We are thrilled to announce the launch of Couchbase 7.6, a groundbreaking update poised to redefine the landscape of database technology. This latest release is a testament to our commitment to enhancing database technology, with a significant leap in AI and machine learning integration with Vector Search, LangChain integration, empowering developers to build more intelligent and responsive applications. 

Key to this version is the introduction of advanced Graph Traversal capabilities, opening new avenues for complex data relationships and network analysis. Enhancing developer efficiency, and seamlessly integrating RDBMS use cases with the agility and scalability of NoSQL. 

Alongside these innovations, we’ve focused on elevating the user experience with enhanced monitoring of Query and Search performance, ensuring optimal efficiency and responsiveness in real-time data operations.  This release also expands our BI capabilities with enriched BI Visualization tools, enabling deeper data insights and more powerful analytics. 

Couchbase 7.6 is not just an update; it’s a transformation, delivering the tools and features that developers, SREs, and data scientists need to drive the future of database technology. Here are some of them.


AI integration 

Vector Search

Couchbase introduces a new Vector Search capability with release 7.6, a significant enhancement to our search capabilities that aligns with the evolving technological demands of modern applications. As data complexity grows, the need for advanced search mechanisms becomes critical. Vector Search provides a solution, allowing developers to implement semantic search, enrich machine learning models, and support AI applications directly within their Couchbase environment.

With Vector search, the search goes beyond matching keywords or term frequency search. It allows the search to be based on the semantic meaning, the context in which it is used in the queries. In effect, it captures the intent of the queries, providing more relevant results even when exact keywords or terms are not present in the content. 

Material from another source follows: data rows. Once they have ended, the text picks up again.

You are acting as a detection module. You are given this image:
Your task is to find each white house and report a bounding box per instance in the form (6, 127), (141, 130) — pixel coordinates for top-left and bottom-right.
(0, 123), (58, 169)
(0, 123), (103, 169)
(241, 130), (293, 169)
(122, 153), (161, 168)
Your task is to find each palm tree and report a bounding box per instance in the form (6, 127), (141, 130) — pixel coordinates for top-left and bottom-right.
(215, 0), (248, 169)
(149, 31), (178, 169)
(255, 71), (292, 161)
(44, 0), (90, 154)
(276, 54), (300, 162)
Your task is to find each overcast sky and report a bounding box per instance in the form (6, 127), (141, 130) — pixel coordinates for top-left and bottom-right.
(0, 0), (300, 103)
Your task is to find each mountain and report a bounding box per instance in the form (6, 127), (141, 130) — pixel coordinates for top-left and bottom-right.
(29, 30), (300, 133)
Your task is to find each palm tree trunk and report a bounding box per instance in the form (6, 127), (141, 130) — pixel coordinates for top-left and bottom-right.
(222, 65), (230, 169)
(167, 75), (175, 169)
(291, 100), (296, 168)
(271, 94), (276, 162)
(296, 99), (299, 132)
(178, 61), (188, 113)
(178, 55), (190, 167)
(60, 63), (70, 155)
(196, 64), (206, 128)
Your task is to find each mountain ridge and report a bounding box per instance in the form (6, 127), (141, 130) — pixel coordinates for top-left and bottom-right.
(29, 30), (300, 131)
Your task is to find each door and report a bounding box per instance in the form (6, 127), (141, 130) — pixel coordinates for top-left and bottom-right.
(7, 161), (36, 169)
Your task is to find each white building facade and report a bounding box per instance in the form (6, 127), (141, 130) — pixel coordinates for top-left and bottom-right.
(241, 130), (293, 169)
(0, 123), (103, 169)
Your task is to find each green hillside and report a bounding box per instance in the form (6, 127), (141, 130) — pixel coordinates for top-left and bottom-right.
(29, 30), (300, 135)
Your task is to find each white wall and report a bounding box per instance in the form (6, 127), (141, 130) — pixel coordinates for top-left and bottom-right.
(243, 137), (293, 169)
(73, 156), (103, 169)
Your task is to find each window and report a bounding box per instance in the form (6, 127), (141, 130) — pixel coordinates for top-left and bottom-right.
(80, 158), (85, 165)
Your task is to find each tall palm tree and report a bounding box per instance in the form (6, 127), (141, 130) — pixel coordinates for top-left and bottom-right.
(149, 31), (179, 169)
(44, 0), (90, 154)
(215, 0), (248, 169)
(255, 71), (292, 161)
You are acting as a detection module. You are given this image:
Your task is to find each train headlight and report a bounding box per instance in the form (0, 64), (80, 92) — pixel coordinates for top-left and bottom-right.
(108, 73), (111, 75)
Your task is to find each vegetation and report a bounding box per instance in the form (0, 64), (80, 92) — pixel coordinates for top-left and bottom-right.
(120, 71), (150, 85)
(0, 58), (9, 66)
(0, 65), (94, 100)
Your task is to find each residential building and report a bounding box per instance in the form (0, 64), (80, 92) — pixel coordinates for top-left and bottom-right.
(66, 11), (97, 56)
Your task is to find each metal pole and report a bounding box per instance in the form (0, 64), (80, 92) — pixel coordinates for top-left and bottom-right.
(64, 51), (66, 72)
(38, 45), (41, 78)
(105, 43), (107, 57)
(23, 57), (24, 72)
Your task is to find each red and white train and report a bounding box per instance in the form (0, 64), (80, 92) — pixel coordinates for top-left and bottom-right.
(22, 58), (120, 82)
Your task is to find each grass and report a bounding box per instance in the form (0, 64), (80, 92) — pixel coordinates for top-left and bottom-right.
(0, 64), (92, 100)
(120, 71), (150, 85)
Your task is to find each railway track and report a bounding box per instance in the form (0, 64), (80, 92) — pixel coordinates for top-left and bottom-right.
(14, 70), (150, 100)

For more information, please refer to the Couchbase documentation.

Vector Search with SQL++

You can use Couchbase’s NoSQL database capabilities to store any content, such as user profiles, historical interaction data, or content metadata. Then use a Machine Learning Model, like OpenAI, to generate the embeddings. Couchbase Vector Search can then index the embeddings and provide semantic and hybrid search. 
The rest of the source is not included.